Results indicate that current depression was associated with current use of every substance examined, with the exception of unhealthy alcohol use. Current unhealthy alcohol use and marijuana use also were consistently associated.
The study reports that current status was strongly predicted by prior status, with an odds ratio of 2.99, but that there were few other sequential relationships.
Associations in the HIV infected and uninfected subgroups were largely the same with some exceptions: Smoking preceded unhealthy alcohol use, and current smoking was associated with current depression in the HIV-infected subgroup only, with an OR 1.33-1.41 and OR 1.25-1.43, respectively.

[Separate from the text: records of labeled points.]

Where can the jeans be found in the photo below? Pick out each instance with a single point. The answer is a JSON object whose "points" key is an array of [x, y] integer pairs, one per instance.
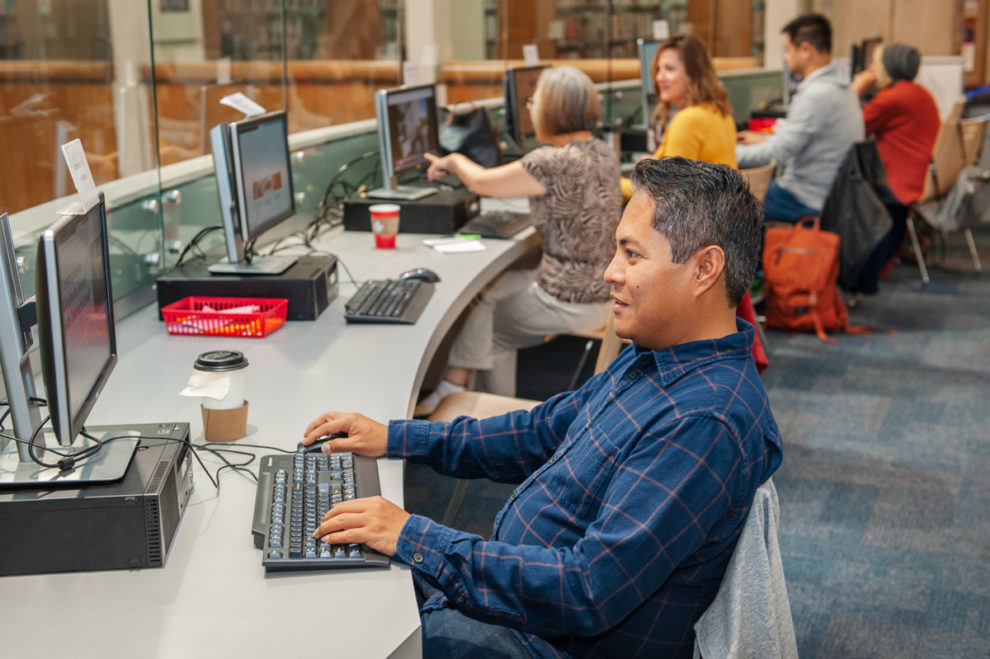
{"points": [[782, 206], [449, 633]]}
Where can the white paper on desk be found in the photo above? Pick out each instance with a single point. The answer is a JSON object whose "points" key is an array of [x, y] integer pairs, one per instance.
{"points": [[209, 385], [459, 247], [239, 101]]}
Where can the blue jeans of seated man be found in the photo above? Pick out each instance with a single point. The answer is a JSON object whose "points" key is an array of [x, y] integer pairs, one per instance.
{"points": [[450, 634], [781, 206]]}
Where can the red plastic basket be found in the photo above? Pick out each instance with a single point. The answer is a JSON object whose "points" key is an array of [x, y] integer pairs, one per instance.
{"points": [[225, 316]]}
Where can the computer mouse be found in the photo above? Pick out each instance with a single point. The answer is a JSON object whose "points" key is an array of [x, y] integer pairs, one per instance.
{"points": [[315, 447], [422, 274]]}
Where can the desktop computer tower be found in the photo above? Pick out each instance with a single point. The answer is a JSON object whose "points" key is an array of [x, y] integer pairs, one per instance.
{"points": [[443, 212], [123, 525], [310, 285]]}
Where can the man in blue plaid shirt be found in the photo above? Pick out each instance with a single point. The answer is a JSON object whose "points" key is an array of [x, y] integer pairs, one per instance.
{"points": [[633, 489]]}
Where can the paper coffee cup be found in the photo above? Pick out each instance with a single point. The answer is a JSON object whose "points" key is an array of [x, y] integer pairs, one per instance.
{"points": [[384, 224], [230, 365]]}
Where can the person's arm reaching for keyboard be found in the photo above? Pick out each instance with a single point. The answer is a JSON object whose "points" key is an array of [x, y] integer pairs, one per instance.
{"points": [[364, 436], [504, 181]]}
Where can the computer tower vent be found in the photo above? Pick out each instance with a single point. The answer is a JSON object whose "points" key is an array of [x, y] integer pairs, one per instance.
{"points": [[152, 526]]}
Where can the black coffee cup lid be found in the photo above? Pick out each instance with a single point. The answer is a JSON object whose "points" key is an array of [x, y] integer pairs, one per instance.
{"points": [[220, 360]]}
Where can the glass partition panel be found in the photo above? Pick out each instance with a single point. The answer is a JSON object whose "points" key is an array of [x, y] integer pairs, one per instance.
{"points": [[69, 70]]}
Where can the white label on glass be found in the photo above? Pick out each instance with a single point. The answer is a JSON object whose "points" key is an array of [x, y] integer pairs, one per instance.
{"points": [[661, 30], [239, 101], [75, 158], [410, 73]]}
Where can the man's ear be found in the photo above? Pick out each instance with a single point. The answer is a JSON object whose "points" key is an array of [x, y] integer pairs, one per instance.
{"points": [[709, 265]]}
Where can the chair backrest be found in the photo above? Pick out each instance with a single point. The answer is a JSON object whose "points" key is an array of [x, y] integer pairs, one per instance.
{"points": [[971, 134], [947, 161], [758, 179], [751, 614]]}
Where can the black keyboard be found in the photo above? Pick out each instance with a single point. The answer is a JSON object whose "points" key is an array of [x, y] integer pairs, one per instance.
{"points": [[294, 492], [497, 224], [388, 301]]}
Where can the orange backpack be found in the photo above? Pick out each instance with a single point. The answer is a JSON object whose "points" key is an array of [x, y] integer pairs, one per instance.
{"points": [[800, 266]]}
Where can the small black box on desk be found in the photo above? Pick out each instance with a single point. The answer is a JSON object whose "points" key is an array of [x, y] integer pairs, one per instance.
{"points": [[443, 212], [310, 285]]}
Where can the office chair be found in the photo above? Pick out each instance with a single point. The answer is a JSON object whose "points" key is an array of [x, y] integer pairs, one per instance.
{"points": [[956, 146], [482, 405], [751, 614]]}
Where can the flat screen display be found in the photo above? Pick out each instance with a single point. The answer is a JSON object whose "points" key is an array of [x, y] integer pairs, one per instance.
{"points": [[412, 126], [522, 86], [263, 172]]}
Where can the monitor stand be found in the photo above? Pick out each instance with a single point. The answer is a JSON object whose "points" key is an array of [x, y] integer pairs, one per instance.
{"points": [[402, 193], [106, 466], [259, 265]]}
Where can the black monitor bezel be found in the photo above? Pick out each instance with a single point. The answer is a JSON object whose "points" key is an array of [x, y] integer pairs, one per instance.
{"points": [[54, 358], [247, 229], [514, 105], [388, 135]]}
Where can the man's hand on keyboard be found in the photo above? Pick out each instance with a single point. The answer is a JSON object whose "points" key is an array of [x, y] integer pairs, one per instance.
{"points": [[374, 521], [364, 436]]}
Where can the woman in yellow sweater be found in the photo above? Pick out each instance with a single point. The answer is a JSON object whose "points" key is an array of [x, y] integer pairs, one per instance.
{"points": [[702, 128]]}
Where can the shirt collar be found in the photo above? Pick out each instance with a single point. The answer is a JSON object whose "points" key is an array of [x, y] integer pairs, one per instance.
{"points": [[675, 362]]}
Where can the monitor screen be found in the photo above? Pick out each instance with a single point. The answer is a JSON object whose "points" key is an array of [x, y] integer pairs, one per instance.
{"points": [[262, 174], [520, 87], [410, 128], [76, 338], [647, 51]]}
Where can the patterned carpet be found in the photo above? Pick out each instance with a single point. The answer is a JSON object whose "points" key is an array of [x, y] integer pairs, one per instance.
{"points": [[885, 486]]}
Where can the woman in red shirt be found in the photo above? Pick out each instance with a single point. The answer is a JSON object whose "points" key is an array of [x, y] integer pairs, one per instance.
{"points": [[904, 120]]}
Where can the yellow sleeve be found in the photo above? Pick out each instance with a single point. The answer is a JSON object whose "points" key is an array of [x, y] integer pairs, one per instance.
{"points": [[683, 135]]}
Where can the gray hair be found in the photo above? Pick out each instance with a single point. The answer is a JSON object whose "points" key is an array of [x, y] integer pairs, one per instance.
{"points": [[696, 204]]}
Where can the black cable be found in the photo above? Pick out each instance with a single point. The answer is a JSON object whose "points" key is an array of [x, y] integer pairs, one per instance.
{"points": [[350, 277], [324, 205], [193, 243]]}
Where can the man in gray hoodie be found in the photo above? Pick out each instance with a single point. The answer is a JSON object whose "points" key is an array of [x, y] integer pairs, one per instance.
{"points": [[823, 122]]}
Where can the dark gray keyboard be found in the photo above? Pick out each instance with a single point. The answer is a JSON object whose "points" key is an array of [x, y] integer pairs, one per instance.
{"points": [[388, 301], [294, 493]]}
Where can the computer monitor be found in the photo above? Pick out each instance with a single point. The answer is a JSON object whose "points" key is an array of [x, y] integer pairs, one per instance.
{"points": [[520, 86], [861, 55], [77, 349], [407, 128], [647, 51], [254, 182]]}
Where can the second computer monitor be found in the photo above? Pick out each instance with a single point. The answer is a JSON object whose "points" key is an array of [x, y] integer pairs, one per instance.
{"points": [[520, 86], [647, 51], [254, 181]]}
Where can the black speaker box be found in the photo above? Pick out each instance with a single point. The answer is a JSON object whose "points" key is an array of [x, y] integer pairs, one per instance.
{"points": [[443, 212], [310, 285]]}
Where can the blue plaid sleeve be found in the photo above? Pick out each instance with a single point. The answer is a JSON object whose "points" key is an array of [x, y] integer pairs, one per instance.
{"points": [[663, 500]]}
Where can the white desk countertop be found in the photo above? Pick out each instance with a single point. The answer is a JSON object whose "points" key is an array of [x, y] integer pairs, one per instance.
{"points": [[212, 598]]}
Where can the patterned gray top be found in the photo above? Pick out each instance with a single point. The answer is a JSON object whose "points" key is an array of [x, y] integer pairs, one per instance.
{"points": [[576, 218]]}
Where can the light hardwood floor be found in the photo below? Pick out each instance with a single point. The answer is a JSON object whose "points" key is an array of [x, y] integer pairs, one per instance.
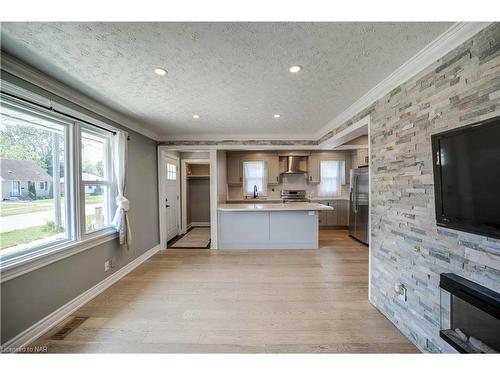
{"points": [[240, 301]]}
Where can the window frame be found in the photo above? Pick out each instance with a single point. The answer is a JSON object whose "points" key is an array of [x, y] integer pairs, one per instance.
{"points": [[340, 177], [27, 260], [108, 180], [264, 177]]}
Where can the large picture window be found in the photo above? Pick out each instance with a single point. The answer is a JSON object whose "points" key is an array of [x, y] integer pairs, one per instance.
{"points": [[33, 154], [57, 181], [96, 178]]}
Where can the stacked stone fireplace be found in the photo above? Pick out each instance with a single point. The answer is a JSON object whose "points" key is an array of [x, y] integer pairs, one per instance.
{"points": [[470, 315]]}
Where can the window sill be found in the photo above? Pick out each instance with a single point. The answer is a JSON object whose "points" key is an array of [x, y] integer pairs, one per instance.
{"points": [[17, 266]]}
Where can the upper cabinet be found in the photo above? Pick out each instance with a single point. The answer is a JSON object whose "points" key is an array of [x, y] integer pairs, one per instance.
{"points": [[234, 169], [273, 169], [313, 176]]}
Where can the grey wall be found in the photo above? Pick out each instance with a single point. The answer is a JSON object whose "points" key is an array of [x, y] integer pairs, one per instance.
{"points": [[407, 247], [30, 297], [199, 200]]}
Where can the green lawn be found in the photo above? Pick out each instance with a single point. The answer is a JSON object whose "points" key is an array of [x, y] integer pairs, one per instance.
{"points": [[10, 208], [20, 236]]}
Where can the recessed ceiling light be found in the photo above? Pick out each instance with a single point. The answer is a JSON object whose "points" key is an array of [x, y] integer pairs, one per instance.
{"points": [[295, 69], [160, 71]]}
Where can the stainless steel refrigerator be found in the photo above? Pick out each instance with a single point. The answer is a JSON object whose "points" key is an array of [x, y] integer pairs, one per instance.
{"points": [[358, 207]]}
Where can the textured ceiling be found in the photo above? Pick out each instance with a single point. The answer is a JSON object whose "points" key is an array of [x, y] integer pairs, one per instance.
{"points": [[235, 75]]}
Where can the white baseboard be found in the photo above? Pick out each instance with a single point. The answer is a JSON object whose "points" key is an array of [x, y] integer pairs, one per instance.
{"points": [[199, 224], [44, 325]]}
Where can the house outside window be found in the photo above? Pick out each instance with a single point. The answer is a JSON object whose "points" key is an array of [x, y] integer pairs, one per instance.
{"points": [[171, 172], [96, 178], [255, 175], [332, 176], [44, 185]]}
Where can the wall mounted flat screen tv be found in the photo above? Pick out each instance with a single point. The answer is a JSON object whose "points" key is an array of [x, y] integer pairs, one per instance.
{"points": [[466, 164]]}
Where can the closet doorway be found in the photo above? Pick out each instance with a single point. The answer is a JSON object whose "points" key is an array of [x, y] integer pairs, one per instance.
{"points": [[195, 205]]}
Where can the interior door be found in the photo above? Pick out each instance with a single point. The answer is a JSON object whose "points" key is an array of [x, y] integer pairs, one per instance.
{"points": [[172, 198]]}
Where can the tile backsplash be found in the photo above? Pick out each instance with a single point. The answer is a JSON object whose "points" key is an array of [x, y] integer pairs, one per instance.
{"points": [[288, 182]]}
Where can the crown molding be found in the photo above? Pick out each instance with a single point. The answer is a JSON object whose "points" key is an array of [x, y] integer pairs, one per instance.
{"points": [[28, 73], [457, 34]]}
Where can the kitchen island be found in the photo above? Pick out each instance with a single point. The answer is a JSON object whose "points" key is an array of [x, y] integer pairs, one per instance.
{"points": [[269, 225]]}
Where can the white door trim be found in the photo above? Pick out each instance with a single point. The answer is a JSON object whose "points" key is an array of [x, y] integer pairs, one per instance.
{"points": [[162, 178], [183, 180]]}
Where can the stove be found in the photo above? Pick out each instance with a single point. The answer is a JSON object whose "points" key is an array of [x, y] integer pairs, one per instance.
{"points": [[294, 196]]}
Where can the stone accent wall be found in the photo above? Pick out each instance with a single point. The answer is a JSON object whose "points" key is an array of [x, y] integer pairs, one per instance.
{"points": [[407, 246]]}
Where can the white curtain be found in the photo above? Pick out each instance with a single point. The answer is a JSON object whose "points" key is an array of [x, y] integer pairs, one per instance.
{"points": [[120, 220], [255, 174], [332, 176]]}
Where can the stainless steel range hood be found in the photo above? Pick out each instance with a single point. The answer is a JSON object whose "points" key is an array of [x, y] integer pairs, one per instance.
{"points": [[293, 165]]}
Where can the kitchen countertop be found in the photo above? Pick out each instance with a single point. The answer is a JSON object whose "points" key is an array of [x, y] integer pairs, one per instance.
{"points": [[317, 199], [292, 206], [277, 200]]}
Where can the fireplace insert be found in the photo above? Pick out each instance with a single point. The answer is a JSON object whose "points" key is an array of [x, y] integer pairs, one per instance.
{"points": [[470, 315]]}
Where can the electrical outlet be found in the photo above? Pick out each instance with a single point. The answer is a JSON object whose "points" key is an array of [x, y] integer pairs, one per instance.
{"points": [[401, 291]]}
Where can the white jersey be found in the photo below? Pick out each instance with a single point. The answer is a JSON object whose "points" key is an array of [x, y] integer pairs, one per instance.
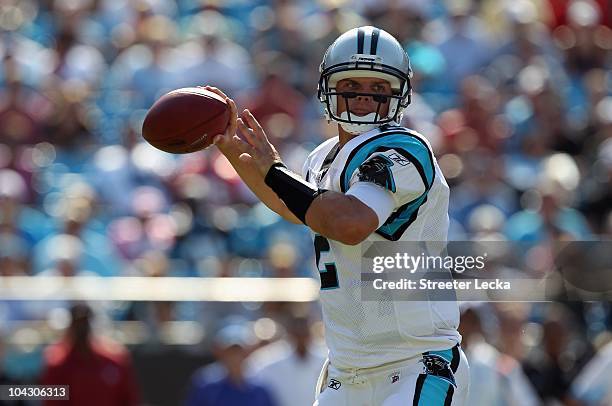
{"points": [[365, 334]]}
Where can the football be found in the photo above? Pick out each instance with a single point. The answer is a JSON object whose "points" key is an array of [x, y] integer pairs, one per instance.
{"points": [[185, 120]]}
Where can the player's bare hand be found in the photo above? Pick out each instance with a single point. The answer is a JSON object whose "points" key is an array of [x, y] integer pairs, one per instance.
{"points": [[225, 142], [257, 148]]}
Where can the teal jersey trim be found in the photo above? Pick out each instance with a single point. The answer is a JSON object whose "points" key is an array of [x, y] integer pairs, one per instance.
{"points": [[412, 148]]}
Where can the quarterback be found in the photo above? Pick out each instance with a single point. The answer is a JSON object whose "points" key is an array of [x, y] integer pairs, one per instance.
{"points": [[375, 181]]}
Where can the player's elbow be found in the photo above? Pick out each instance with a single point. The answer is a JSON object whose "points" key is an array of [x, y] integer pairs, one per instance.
{"points": [[352, 231]]}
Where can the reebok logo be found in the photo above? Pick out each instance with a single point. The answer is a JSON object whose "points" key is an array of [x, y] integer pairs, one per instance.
{"points": [[334, 384]]}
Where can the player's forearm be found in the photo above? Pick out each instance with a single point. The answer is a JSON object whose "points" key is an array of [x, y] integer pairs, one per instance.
{"points": [[255, 181], [341, 218]]}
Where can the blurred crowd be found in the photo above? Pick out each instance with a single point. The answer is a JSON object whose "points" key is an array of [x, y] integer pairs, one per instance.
{"points": [[514, 95]]}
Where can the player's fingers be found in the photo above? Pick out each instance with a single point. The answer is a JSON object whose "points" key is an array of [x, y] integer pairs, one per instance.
{"points": [[245, 157], [254, 124], [247, 133], [216, 90], [232, 125], [241, 144]]}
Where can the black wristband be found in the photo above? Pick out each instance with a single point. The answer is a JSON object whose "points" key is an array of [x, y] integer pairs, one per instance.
{"points": [[294, 191]]}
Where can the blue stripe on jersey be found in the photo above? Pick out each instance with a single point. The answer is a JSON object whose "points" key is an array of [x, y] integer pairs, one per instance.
{"points": [[446, 354], [403, 141], [434, 392], [417, 152], [398, 222]]}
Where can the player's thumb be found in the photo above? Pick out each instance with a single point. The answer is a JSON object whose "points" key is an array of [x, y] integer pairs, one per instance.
{"points": [[246, 158]]}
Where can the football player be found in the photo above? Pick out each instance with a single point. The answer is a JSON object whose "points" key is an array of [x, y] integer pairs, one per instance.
{"points": [[375, 181]]}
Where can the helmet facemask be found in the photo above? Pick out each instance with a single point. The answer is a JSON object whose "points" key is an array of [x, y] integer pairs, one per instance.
{"points": [[364, 66]]}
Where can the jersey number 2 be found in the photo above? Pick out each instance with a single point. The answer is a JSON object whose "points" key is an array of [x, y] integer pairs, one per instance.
{"points": [[329, 274]]}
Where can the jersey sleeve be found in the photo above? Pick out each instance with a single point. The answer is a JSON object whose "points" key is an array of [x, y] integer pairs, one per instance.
{"points": [[399, 166], [397, 172]]}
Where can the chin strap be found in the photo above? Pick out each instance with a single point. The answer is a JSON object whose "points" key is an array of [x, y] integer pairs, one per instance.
{"points": [[295, 192]]}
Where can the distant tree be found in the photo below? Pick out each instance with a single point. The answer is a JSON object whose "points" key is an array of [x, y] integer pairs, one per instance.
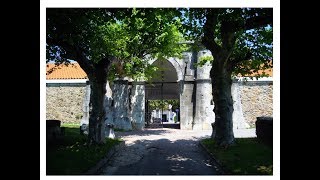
{"points": [[110, 43], [240, 41]]}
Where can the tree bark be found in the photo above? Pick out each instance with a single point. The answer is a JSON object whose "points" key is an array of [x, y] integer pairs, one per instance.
{"points": [[97, 114], [223, 104], [98, 81]]}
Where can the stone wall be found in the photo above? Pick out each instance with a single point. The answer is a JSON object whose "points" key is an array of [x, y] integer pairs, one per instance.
{"points": [[256, 99], [65, 102]]}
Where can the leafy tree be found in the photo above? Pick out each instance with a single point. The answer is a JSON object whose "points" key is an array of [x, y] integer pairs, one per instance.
{"points": [[110, 43], [240, 41]]}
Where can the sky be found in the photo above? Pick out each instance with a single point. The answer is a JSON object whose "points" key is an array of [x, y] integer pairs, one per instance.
{"points": [[275, 4]]}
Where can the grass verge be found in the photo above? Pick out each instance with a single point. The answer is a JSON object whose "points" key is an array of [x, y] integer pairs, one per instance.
{"points": [[71, 156], [247, 157]]}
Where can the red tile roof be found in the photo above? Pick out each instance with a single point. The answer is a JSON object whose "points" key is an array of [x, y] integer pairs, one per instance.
{"points": [[72, 71]]}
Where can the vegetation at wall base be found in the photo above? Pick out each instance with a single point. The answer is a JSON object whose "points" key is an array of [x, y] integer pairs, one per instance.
{"points": [[247, 157], [71, 155]]}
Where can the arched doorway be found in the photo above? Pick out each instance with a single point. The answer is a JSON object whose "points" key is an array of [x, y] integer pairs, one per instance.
{"points": [[163, 97]]}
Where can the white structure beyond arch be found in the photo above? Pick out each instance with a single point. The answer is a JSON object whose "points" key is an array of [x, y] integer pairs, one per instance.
{"points": [[126, 103]]}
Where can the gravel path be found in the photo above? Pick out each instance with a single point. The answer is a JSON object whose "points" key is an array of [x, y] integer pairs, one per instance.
{"points": [[164, 152]]}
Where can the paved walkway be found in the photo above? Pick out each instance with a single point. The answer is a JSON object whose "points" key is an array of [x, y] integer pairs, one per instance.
{"points": [[164, 152]]}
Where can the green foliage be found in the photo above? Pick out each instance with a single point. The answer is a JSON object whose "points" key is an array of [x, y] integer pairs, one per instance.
{"points": [[247, 157], [204, 60], [163, 104], [244, 35], [126, 37], [72, 156]]}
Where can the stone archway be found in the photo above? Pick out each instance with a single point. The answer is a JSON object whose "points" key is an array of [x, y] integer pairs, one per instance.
{"points": [[163, 87]]}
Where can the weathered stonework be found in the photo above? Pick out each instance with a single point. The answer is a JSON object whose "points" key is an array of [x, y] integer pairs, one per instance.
{"points": [[256, 99], [137, 106], [64, 103]]}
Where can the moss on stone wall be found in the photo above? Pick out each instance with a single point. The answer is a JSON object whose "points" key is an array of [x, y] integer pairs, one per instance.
{"points": [[257, 100], [64, 103]]}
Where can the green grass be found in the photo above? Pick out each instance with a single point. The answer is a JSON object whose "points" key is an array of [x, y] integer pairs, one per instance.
{"points": [[247, 157], [71, 156]]}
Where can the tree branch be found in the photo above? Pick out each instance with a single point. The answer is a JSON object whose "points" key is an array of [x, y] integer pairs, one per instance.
{"points": [[258, 21]]}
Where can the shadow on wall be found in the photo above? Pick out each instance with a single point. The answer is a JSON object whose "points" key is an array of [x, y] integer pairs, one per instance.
{"points": [[137, 106]]}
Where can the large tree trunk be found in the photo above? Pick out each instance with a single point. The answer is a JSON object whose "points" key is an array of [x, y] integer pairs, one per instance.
{"points": [[223, 105], [98, 81]]}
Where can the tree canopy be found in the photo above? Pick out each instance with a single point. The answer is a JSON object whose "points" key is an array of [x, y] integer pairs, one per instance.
{"points": [[110, 43]]}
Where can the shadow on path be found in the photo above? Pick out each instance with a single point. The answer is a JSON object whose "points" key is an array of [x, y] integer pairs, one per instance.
{"points": [[161, 152]]}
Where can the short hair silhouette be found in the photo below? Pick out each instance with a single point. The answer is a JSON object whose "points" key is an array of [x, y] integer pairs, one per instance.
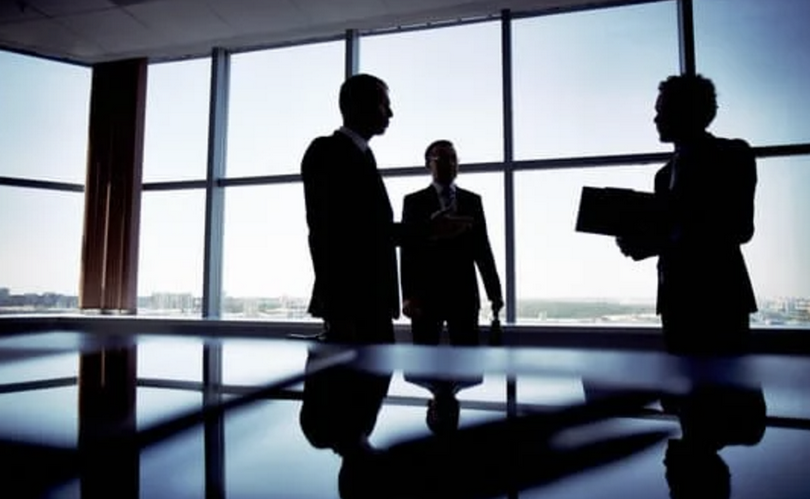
{"points": [[435, 144], [358, 92], [694, 93]]}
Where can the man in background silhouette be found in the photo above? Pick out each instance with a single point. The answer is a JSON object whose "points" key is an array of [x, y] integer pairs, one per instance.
{"points": [[706, 192], [439, 282], [352, 234], [351, 228]]}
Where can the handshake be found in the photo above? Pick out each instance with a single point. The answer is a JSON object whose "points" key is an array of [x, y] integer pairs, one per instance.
{"points": [[445, 224]]}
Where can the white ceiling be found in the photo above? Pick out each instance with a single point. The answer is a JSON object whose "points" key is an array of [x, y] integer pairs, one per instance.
{"points": [[90, 31]]}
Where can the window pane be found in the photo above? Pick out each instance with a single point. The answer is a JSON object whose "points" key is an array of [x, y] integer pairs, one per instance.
{"points": [[586, 83], [170, 268], [45, 109], [490, 187], [444, 83], [280, 100], [267, 272], [777, 254], [40, 252], [756, 54], [176, 130], [568, 276]]}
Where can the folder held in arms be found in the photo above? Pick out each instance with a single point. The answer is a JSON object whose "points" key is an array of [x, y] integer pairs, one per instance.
{"points": [[618, 212]]}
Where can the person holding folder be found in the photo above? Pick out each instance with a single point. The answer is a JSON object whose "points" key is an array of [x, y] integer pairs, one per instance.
{"points": [[706, 196]]}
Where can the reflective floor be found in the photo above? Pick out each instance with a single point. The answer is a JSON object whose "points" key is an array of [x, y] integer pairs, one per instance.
{"points": [[105, 415]]}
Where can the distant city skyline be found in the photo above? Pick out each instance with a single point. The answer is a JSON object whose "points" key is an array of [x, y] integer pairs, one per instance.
{"points": [[597, 100]]}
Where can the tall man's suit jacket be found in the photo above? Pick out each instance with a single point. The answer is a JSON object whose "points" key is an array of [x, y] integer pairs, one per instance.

Opioid use and current unhealthy alcohol use were negatively associated only in the HIV negative subgroup, OR 0.75.
“Patterns of depression, smoking, unhealthy alcohol use, and other substance use were temporally concordant, particularly with regard to depression and substance use,” the study authors concluded. “These patterns may inform future development of more integrated screening and treatment strategies.”
1 Ruggles KV, Fang Y, Tate J, Mentor SM, et. al. What are the Patterns Between Depression, Smoking, Unhealthy Alcohol Use, and Other Substance Use Among Individuals Receiving Medical Care? A Longitudinal Study of 5479 Participants. AIDS Behav. 2016 Jul 30. [Epub ahead of print] PubMed PMID: 27475945.